My frustration continued. On the thirteenth, I overshoot the green and my ball landed right next to the green on the sixteenth hole. I drove the cart over to the ball and got to make my next shot. I glanced behind me and saw only an empty fairway and blue sky. As I begun my back swing, I heard a thunk as a ball bounces off my cart. I turned around and yelled. “Hey asshole! You’re supposed to yell fore!”

A middle-aged man pulled up in a cart. “I’m terribly sorry. I didn’t see you there. Are you alright?”

“You almost hit me. You probably drive your car as bad as you drive golf balls.” Okay, maybe I shouldn’t have said it but I was pissed.

“I beg your pardon? You know you are a jerk.”

The other golfer approached me with an iron in his hand. His face was as red as a rare piece of meat. 

I had to defend myself so I grabbed my oversized driver for protection. “Horseshit. What do you know about being Canadian? My family’s been in Canada for over a hundred years.” Both of us were eyeing the other and waving our clubs in the air.

Fortunately, Tom arrived just in time to prevent a modern version of jousting from breaking out. He pulled us apart and dragged me back to the cart. 

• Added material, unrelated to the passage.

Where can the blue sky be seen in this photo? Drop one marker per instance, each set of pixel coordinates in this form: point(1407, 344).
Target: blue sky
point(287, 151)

By the eighteenth hole, I was a broken man. The hole was a short par five and I was tempted to try to get on the green in two shots but there was a water hazard the size of a lake in front of the green and large bunkers behind it. As I lined up my second shot, I remembered how in the 2000 Canadian Open, Tiger Woods had made an incredible 218-yard, 6-iron shot from a fairway bunker over the water and onto the back fringe of the green. I sighed. I’m no Tiger. I took aim for the front of the water acknowledging that making par would at least allow me to finish the day with some dignity.

Tom finished the day with a respectable eighty-eight on what is a challenging course. I finished with a score over a hundred, and a bag that was considerably lighter with a 9-iron at the bottom of the creek, a bent driver left at the fourteenth and eleven balls sucked up by the water hazards and the trees.